CH:8 Introduction to linear regression 1

Multiple Regression 2

  • Predictor variables are correlated to some extent and thus, the order in which the predictors are entered can make a difference.
  • Enter: This is the default method in which all the predictors are forced into the model in the order they appear in the Covariates box. This is considered to be the best method.
  • R2 provides information on how much variance is explained by the model using the predictors provided.
  • F-statistic provides information as to how good the model is.
  • The unstandardized (b)-value provides a constant which reflects the strength of the relationship between the predictor(s) and the outcome variable.
  • Violation of assumptions can be checked using Durbin-Watson value, tolerance/VIF values, Residual vs predicted and Q-Q plots.
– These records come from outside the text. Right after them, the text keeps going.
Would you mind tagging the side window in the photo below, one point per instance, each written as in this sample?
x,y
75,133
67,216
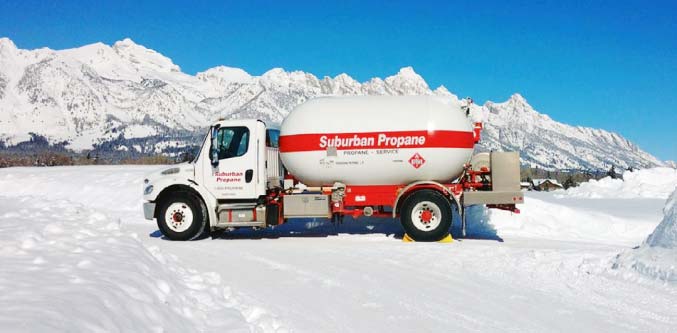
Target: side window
x,y
233,142
273,138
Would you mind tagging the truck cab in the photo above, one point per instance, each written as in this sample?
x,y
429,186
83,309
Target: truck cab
x,y
224,186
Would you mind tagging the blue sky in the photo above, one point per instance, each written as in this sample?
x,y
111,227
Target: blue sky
x,y
606,64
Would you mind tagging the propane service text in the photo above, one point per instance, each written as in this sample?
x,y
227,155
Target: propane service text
x,y
382,140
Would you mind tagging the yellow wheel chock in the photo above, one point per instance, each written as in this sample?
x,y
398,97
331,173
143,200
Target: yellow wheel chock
x,y
446,239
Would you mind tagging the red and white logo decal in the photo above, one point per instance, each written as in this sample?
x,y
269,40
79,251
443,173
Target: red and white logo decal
x,y
417,160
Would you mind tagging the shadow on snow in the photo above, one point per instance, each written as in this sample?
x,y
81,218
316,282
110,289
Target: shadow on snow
x,y
478,227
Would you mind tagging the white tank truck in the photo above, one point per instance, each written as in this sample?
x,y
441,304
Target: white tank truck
x,y
407,156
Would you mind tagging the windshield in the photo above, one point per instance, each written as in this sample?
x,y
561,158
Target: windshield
x,y
273,138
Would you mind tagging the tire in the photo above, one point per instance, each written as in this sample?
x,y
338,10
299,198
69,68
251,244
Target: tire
x,y
182,217
426,216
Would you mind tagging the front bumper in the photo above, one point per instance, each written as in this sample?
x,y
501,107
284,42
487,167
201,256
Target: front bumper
x,y
149,210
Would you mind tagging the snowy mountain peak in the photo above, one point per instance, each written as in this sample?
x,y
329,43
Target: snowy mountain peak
x,y
127,42
517,98
97,94
225,75
6,43
141,56
408,82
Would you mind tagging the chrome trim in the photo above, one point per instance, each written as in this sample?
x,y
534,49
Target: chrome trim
x,y
149,210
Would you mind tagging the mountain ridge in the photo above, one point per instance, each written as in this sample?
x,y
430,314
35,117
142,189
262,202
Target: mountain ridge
x,y
99,93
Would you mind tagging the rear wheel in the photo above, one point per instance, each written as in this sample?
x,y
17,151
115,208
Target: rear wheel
x,y
181,217
426,216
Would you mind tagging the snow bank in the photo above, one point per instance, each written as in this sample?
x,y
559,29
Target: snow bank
x,y
69,268
76,265
657,256
665,234
604,221
646,183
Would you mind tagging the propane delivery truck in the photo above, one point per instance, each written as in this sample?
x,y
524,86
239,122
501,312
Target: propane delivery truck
x,y
383,156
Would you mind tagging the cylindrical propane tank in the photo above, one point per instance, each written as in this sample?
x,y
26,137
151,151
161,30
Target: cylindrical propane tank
x,y
376,140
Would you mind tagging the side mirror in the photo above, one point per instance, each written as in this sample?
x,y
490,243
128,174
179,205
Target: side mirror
x,y
214,149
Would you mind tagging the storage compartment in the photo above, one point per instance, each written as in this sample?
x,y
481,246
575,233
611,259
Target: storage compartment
x,y
306,205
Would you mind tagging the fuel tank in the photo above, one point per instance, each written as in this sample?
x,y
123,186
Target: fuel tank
x,y
376,140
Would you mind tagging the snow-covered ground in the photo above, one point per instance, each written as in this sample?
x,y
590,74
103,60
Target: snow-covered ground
x,y
76,255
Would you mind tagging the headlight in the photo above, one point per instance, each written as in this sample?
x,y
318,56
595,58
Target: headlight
x,y
171,171
148,190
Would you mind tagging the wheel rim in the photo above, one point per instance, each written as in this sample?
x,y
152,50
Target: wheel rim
x,y
426,216
179,217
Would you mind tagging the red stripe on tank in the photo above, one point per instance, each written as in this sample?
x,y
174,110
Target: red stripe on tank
x,y
376,140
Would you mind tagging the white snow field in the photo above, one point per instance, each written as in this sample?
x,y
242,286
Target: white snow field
x,y
77,255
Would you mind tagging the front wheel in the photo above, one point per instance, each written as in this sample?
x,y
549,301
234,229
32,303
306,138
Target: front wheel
x,y
181,217
426,216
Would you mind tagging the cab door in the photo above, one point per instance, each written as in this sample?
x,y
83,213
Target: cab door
x,y
236,174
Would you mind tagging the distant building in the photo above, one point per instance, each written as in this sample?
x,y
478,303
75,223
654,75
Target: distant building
x,y
547,185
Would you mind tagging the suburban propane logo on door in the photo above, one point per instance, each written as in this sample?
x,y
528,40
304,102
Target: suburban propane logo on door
x,y
369,140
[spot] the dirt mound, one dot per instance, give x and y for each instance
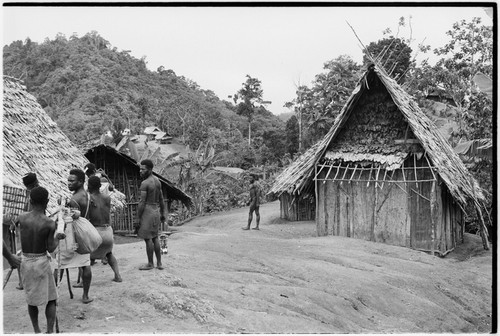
(281, 279)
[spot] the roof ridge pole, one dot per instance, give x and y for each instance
(338, 169)
(376, 178)
(369, 177)
(353, 172)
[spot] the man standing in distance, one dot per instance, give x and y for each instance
(37, 240)
(80, 200)
(151, 212)
(254, 204)
(99, 215)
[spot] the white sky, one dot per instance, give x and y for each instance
(218, 46)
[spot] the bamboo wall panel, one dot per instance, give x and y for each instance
(391, 210)
(364, 200)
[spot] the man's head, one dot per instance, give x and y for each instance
(89, 169)
(39, 197)
(30, 181)
(94, 183)
(76, 179)
(146, 168)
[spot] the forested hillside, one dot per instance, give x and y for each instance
(89, 87)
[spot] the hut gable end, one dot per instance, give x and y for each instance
(375, 126)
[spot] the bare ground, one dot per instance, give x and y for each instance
(281, 279)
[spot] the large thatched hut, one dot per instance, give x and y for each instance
(32, 142)
(123, 172)
(384, 173)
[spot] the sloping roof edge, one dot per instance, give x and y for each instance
(459, 181)
(180, 195)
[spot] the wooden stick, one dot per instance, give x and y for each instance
(383, 179)
(369, 177)
(353, 172)
(415, 166)
(430, 167)
(433, 220)
(345, 172)
(328, 174)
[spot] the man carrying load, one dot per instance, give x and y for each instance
(79, 201)
(99, 215)
(37, 241)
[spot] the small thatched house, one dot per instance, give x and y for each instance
(384, 173)
(32, 142)
(123, 172)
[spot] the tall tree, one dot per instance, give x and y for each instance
(250, 97)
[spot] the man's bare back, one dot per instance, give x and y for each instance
(37, 233)
(99, 209)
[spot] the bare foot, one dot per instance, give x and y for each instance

Inference for linear regression 3

  • The null hypothesis for the slope coefficient is that the true slope is zero. The alternative hypothesis is that the true slope is not zero.
  • We follow the T-distribution to calculate the p-value for the slope coefficient.
  • If it is a one-tailed test, we divide the p-value by 2.
  • If the fit conditions are not met, we cannot trust the p-value.

Introduction to multiple regression 4

  • One response variable and multiple explanatory variables (predictors).
\[ \hat{y} = b_0 + b_1x_1 + b_2x_2 + ... + b_kx_k \]
  • Where \(b_0\) is the intercept and \(b_1, b_2, ..., b_k\) are the coefficients of the explanatory variables.
  • The b1, b2, ..., bk are the slopes of the explanatory variables; they may be different from the slope if only one explanatory variable is considered.
  • The regular R2 explains the proportion of the variability in the response variable that is explained by the explanatory variables.
  • R2 is biased in case of multiple regression, thus, it is better to use the adjusted R2.
  • The adjusted R2 is calculated as:
\[ \begin{aligned} R^2_{adj} &= 1 - (\frac{Var(e_{i})}{Var(y_{i})} \times \frac{n-1}{n-k-1}) \\ &= 1 - ((\frac{\sum_{i=1}^n{(y_i - \hat{y}_i)^2}}{\sum_{i=1}^n{(y_i - \bar{y}_i)^2}}) \times \frac{n-1}{n-k-1}) \\ &= 1 - ((1 - R^2) \times \frac{n-1}{n-k-1}) \end{aligned} \]
  • Where:
    • \(Var(e_{i})\) is the variance of the residuals.
    • \(Var(y_{i})\) is the variance of the response variable.
    • \(n\) is the number of observations.
    • \(k\) is the number of explanatory variables.
    • \(y_i\) is the observed value.
    • \(\hat{y}_i\) is the predicted value.
    • \(\bar{y}_i\) is the mean of the observed values.
    • \(R^2\) is the regular R2.
    • \(R^2_{adj}\) is the adjusted R2.
  • Adjusted R2 accounts for model complexity and maximize accuracy.

Model selection in multiple regression 5

  • Full model: A model with all the explanatory variables.
  • We want to assess if the full model is better than the reduced model, or if it is the best model.
  • Two strategies are used to include or exclude variables from the model:
    • Forward selection:
      • Start with the null model and add variables one by one.
    • Backward selection:
      • Start with the full model and remove variables one by one.
      • Remove until only variables with significant p-values are left.
      • Drop the variable with the highest p-value, refit the model, and reassess the p-values.
  • If forward and backward selection give different models, we choose the model with the best adjusted R2.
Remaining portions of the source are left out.